This repo contains a pytorch implementation of the wonderful model-based Reinforcement Learning algorithms proposed in Deep Reinforcement Learning in a Handful of Trials using Probabilistic Dynamics Models.
As of now, the repo only supports the most high-performing variant: probabilistic ensemble for the learned dynamics model, TSinf trajectory sampling and Cross Entropy method for action optimization.
The code is structured with the same levels of abstraction as the original TF implementation, with the exception that the TF dynamics model is replaced by a Pytorch dynamics model.
I'm happy to take pull request if you see ways to improve the repo :).
The y-axis indicates the maximum reward seen so far, as is done in the paper.
On the seed I have specified in the code, I could not get the same result as the paper on HalfCheetah. I had combed through the code but couldn’t find any potential bugs.
I suspect the lower performance is because HC has deceptive modes in the objective function surface, and therefore high variance in performance.
To get to 15k episode return, the HC needs to run on its legs.

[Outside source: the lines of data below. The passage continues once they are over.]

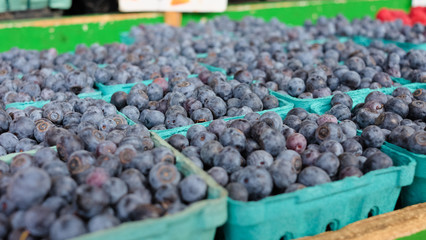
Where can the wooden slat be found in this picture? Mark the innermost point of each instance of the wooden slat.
(393, 225)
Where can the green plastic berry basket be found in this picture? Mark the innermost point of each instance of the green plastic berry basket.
(416, 192)
(365, 41)
(23, 105)
(313, 210)
(283, 107)
(197, 222)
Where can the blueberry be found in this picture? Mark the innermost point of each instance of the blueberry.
(348, 159)
(273, 119)
(309, 156)
(8, 141)
(325, 118)
(417, 110)
(257, 181)
(28, 187)
(218, 107)
(201, 138)
(293, 158)
(20, 162)
(145, 211)
(293, 122)
(342, 98)
(244, 77)
(133, 178)
(217, 127)
(202, 115)
(91, 138)
(340, 111)
(138, 98)
(192, 188)
(194, 129)
(115, 188)
(219, 175)
(294, 187)
(163, 173)
(67, 226)
(79, 163)
(237, 191)
(331, 146)
(270, 102)
(64, 187)
(54, 114)
(68, 144)
(383, 79)
(152, 118)
(296, 142)
(260, 158)
(229, 159)
(417, 142)
(233, 102)
(102, 222)
(167, 195)
(253, 101)
(388, 120)
(22, 127)
(311, 176)
(25, 144)
(365, 117)
(272, 141)
(209, 151)
(372, 136)
(163, 154)
(106, 147)
(398, 106)
(328, 162)
(233, 137)
(242, 125)
(191, 151)
(178, 141)
(329, 131)
(351, 79)
(352, 146)
(155, 92)
(377, 97)
(377, 161)
(350, 171)
(283, 173)
(119, 99)
(38, 219)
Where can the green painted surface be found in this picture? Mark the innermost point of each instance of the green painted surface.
(66, 37)
(416, 236)
(295, 12)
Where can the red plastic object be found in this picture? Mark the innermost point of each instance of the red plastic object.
(416, 15)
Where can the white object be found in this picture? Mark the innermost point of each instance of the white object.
(173, 5)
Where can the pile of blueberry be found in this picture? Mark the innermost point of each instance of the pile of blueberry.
(263, 155)
(91, 184)
(183, 101)
(34, 128)
(399, 118)
(313, 71)
(35, 76)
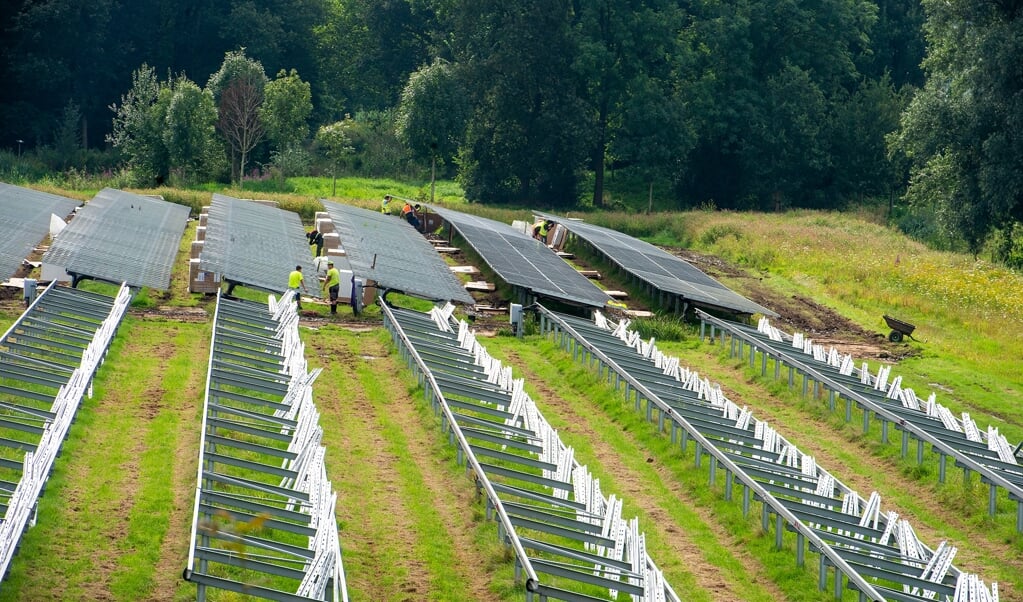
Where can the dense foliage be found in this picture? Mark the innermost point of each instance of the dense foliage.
(730, 103)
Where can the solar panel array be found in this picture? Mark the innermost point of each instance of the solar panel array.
(551, 511)
(973, 447)
(659, 268)
(522, 261)
(25, 221)
(390, 252)
(122, 238)
(878, 552)
(256, 245)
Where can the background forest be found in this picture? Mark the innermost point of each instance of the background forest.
(730, 103)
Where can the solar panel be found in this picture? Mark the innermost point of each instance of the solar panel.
(255, 245)
(122, 238)
(25, 221)
(389, 251)
(522, 261)
(659, 268)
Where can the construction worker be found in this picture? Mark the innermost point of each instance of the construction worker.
(295, 282)
(408, 214)
(541, 228)
(331, 286)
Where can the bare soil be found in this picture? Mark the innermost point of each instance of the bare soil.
(798, 313)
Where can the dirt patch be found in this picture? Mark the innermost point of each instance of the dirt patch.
(800, 314)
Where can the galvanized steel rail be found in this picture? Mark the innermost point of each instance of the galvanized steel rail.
(996, 474)
(263, 521)
(840, 543)
(476, 401)
(47, 360)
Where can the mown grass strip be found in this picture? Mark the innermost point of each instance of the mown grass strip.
(384, 431)
(149, 519)
(636, 443)
(903, 483)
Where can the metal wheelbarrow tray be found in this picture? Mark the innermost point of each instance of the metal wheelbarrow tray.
(899, 329)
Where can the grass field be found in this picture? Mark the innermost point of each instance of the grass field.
(114, 521)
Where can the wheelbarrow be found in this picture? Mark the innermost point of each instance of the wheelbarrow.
(899, 329)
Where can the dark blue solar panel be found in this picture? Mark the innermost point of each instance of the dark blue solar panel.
(522, 261)
(659, 268)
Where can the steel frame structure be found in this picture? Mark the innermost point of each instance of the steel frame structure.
(48, 358)
(263, 521)
(548, 508)
(848, 532)
(896, 407)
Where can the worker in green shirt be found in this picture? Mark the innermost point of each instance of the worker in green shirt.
(331, 285)
(295, 282)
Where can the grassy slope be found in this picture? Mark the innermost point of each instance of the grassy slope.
(117, 506)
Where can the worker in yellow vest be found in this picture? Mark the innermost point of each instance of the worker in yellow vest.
(331, 286)
(541, 228)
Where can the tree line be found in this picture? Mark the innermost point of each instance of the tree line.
(730, 103)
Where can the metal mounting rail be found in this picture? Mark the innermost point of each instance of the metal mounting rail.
(997, 474)
(263, 521)
(848, 532)
(544, 502)
(47, 360)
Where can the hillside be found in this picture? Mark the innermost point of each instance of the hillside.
(114, 521)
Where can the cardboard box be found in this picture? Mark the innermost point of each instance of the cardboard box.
(201, 281)
(324, 226)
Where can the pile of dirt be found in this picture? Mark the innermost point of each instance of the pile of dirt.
(798, 313)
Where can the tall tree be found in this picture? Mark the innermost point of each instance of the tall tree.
(624, 48)
(237, 89)
(286, 109)
(432, 114)
(190, 133)
(139, 122)
(527, 137)
(769, 75)
(58, 51)
(367, 50)
(238, 119)
(336, 141)
(964, 131)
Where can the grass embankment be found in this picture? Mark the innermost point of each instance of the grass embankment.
(114, 522)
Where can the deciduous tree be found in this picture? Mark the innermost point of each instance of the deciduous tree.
(190, 133)
(237, 90)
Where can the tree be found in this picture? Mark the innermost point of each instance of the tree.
(654, 136)
(963, 132)
(190, 133)
(367, 50)
(238, 120)
(625, 47)
(285, 110)
(337, 144)
(138, 126)
(432, 115)
(237, 90)
(527, 137)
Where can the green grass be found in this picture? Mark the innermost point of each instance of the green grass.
(661, 467)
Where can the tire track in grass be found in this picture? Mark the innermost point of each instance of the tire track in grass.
(848, 456)
(182, 416)
(393, 491)
(712, 561)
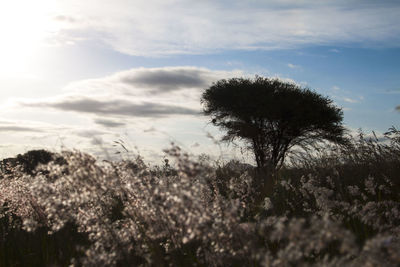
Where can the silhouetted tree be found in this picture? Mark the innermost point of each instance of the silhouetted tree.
(272, 116)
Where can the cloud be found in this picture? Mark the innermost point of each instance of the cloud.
(109, 123)
(150, 81)
(114, 107)
(167, 79)
(18, 129)
(350, 100)
(334, 50)
(292, 66)
(195, 27)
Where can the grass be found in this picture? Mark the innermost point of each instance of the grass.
(336, 207)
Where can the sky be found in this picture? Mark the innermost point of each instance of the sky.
(87, 74)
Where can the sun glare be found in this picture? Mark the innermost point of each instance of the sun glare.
(24, 24)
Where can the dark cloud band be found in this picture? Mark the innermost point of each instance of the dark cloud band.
(115, 107)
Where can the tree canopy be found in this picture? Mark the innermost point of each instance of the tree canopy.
(272, 116)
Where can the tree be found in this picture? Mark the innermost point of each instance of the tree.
(272, 116)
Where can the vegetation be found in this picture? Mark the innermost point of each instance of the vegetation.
(272, 116)
(339, 206)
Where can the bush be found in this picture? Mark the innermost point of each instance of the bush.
(339, 207)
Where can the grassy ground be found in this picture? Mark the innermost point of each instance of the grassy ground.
(336, 207)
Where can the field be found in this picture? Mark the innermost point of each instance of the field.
(334, 207)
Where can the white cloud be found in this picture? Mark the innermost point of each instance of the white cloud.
(350, 100)
(292, 66)
(154, 27)
(136, 93)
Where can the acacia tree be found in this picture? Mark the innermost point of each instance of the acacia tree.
(272, 116)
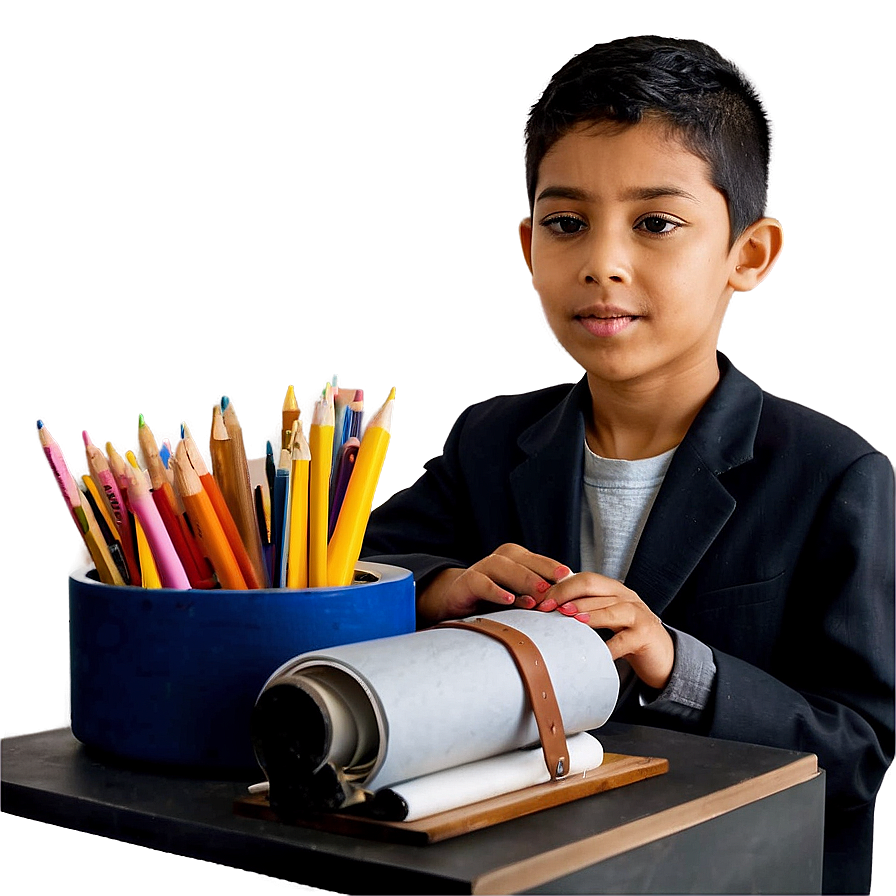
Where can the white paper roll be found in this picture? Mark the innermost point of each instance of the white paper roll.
(476, 781)
(441, 698)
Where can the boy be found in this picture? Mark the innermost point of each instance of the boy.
(738, 548)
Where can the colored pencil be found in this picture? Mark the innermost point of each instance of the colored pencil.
(238, 490)
(195, 563)
(105, 479)
(205, 521)
(297, 562)
(106, 526)
(149, 572)
(321, 444)
(169, 564)
(62, 472)
(345, 464)
(117, 467)
(345, 545)
(222, 511)
(106, 568)
(288, 416)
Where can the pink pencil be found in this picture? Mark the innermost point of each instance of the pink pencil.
(171, 570)
(62, 472)
(99, 466)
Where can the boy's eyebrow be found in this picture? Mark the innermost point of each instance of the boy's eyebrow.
(632, 195)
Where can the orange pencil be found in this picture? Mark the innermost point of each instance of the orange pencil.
(205, 521)
(224, 515)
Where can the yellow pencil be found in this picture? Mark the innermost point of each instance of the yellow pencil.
(91, 486)
(149, 573)
(323, 425)
(205, 521)
(288, 417)
(297, 558)
(102, 559)
(345, 545)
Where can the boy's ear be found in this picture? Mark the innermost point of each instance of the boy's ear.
(526, 243)
(755, 253)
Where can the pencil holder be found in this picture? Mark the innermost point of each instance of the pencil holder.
(169, 676)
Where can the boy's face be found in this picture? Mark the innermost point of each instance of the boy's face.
(629, 251)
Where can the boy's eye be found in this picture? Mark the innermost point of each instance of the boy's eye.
(658, 225)
(564, 224)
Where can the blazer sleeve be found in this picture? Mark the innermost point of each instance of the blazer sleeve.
(835, 697)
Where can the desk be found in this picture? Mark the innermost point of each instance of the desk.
(727, 817)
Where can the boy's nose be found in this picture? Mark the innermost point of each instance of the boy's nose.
(606, 260)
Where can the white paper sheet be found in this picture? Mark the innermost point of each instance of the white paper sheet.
(476, 781)
(440, 698)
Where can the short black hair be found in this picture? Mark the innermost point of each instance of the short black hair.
(706, 101)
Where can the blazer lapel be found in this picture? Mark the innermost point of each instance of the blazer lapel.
(693, 505)
(546, 485)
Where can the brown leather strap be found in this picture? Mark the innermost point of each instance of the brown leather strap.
(537, 682)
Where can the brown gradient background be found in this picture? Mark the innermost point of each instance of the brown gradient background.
(207, 198)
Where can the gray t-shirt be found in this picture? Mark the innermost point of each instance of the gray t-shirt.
(617, 498)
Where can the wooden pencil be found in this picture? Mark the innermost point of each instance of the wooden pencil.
(225, 517)
(345, 545)
(297, 558)
(243, 504)
(288, 417)
(105, 479)
(320, 442)
(195, 564)
(205, 521)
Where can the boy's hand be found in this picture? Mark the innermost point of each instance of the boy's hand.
(511, 576)
(640, 636)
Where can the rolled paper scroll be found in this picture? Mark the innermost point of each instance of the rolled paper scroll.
(331, 727)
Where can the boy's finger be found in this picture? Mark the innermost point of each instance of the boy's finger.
(550, 570)
(514, 576)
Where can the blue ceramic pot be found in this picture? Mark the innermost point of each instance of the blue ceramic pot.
(172, 676)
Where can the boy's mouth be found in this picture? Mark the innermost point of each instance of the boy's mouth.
(606, 321)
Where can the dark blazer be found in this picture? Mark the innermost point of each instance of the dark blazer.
(771, 540)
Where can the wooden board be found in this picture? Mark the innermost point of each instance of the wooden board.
(617, 770)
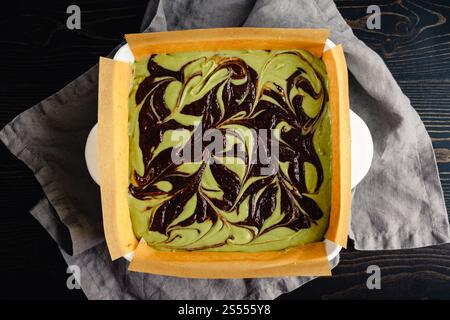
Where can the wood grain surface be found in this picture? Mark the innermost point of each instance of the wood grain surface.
(39, 55)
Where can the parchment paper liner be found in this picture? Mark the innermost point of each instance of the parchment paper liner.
(114, 84)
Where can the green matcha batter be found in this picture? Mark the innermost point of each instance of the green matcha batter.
(228, 204)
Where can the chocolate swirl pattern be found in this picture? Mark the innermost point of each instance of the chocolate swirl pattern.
(221, 200)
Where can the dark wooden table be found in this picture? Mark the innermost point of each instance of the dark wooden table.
(39, 55)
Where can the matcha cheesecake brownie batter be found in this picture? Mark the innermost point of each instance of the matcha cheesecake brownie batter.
(223, 200)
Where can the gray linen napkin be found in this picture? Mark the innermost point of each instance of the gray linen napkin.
(398, 205)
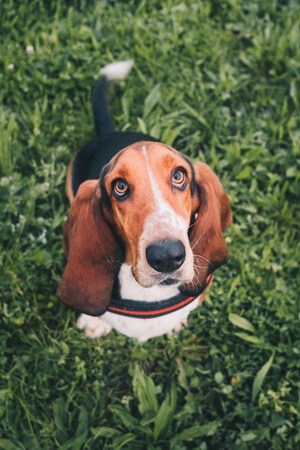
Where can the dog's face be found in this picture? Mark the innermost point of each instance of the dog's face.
(169, 215)
(149, 191)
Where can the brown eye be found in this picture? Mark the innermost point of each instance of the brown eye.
(178, 178)
(120, 187)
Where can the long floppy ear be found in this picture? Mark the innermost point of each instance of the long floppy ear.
(212, 217)
(93, 255)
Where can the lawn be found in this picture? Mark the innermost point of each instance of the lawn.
(220, 82)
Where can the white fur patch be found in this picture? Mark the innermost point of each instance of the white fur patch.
(93, 327)
(117, 70)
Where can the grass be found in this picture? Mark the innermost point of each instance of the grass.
(220, 82)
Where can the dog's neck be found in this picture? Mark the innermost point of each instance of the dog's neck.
(131, 289)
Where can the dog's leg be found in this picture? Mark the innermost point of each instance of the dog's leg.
(93, 327)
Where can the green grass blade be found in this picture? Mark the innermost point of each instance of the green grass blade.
(240, 322)
(260, 376)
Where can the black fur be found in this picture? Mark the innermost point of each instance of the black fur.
(89, 161)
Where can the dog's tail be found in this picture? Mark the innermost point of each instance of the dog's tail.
(102, 118)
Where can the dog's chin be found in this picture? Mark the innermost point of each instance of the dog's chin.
(147, 281)
(170, 282)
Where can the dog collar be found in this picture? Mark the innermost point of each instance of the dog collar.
(147, 310)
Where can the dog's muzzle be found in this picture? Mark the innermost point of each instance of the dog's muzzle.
(166, 256)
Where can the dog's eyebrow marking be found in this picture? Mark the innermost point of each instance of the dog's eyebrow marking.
(162, 208)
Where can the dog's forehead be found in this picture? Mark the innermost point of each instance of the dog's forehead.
(137, 156)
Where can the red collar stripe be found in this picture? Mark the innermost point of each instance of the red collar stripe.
(153, 313)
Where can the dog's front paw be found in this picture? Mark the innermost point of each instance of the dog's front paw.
(93, 326)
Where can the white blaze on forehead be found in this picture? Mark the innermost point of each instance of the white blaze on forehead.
(162, 209)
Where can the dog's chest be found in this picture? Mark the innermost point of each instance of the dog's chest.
(143, 329)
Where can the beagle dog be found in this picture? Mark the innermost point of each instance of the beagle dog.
(144, 232)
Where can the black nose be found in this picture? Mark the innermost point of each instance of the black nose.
(166, 256)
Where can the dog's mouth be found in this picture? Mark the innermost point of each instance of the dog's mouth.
(169, 281)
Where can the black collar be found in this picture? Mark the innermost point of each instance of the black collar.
(147, 310)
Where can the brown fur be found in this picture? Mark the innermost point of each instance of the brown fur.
(94, 257)
(92, 253)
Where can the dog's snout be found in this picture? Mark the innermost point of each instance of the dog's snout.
(166, 256)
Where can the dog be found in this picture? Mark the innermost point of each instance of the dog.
(144, 232)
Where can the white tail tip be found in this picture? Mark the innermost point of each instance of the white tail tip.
(118, 70)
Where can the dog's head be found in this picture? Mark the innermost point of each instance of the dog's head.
(153, 210)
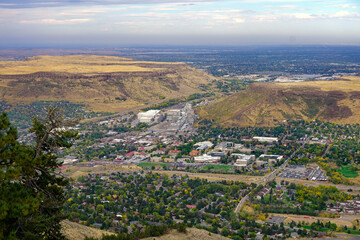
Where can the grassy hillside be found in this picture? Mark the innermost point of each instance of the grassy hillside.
(265, 104)
(102, 82)
(191, 234)
(75, 231)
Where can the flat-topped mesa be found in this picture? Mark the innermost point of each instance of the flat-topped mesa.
(104, 83)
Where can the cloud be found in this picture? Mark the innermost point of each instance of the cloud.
(56, 21)
(64, 3)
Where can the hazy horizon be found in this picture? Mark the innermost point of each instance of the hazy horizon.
(121, 23)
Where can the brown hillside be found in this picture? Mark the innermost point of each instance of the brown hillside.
(104, 83)
(265, 104)
(76, 231)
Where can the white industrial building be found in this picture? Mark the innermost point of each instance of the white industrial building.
(266, 139)
(149, 116)
(206, 159)
(173, 115)
(271, 159)
(242, 159)
(203, 145)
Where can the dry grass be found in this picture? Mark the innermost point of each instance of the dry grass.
(191, 234)
(104, 83)
(81, 64)
(266, 104)
(347, 84)
(75, 231)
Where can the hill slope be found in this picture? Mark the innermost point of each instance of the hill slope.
(104, 83)
(264, 104)
(76, 231)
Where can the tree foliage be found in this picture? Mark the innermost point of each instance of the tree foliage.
(31, 194)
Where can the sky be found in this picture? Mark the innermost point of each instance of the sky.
(121, 23)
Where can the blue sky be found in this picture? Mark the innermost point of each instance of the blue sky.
(113, 23)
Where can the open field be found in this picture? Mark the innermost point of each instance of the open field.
(76, 231)
(224, 168)
(102, 83)
(147, 165)
(266, 104)
(82, 64)
(347, 171)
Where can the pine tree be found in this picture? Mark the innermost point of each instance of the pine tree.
(31, 188)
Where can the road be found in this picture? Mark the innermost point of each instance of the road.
(268, 178)
(97, 119)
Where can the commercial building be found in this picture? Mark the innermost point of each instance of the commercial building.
(206, 159)
(266, 139)
(203, 145)
(149, 116)
(242, 159)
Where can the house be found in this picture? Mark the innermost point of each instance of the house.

However, another mode is for the HC to flip on its back and wiggle its legs.
Even SAC is stuck in this mode for some initial seeds.
I didn’t have time to pursue this issue further. If you encounter this issue, try to render the behavior of the HC, I think that will be very helpful in figuring out the issue.
- The requirements in the original TF implementation
- Pytorch 1.0.0
For specific requirements, please take a look at the pip dependency file requirements.txt
and conda dependency file environments.yml
.
Experiments for a particular environment can be run using:
python mbexp.py
-env ENV (required) The name of the environment. Select from
[cartpole, reacher, pusher, halfcheetah].
Results will be saved in <logdir>/<date+time of experiment start>/
.
Trial data will be contained in logs.mat
, with the following contents:
{
"observations": NumPy array of shape
[num_train_iters * nrollouts_per_iter + ninit_rollouts, trial_lengths, obs_dim]
"actions": NumPy array of shape
[num_train_iters * nrollouts_per_iter + ninit_rollouts, trial_lengths, ac_dim]
"rewards": NumPy array of shape
[num_train_iters * nrollouts_per_iter + ninit_rollouts, trial_lengths, 1]
"returns": Numpy array of shape [1, num_train_iters * neval]
}
To visualize the result, please take a look at plotter.ipynb
Huge thank to the authors of the paper for open-sourcing their code. Most of this repo is taken from the official TF implementation.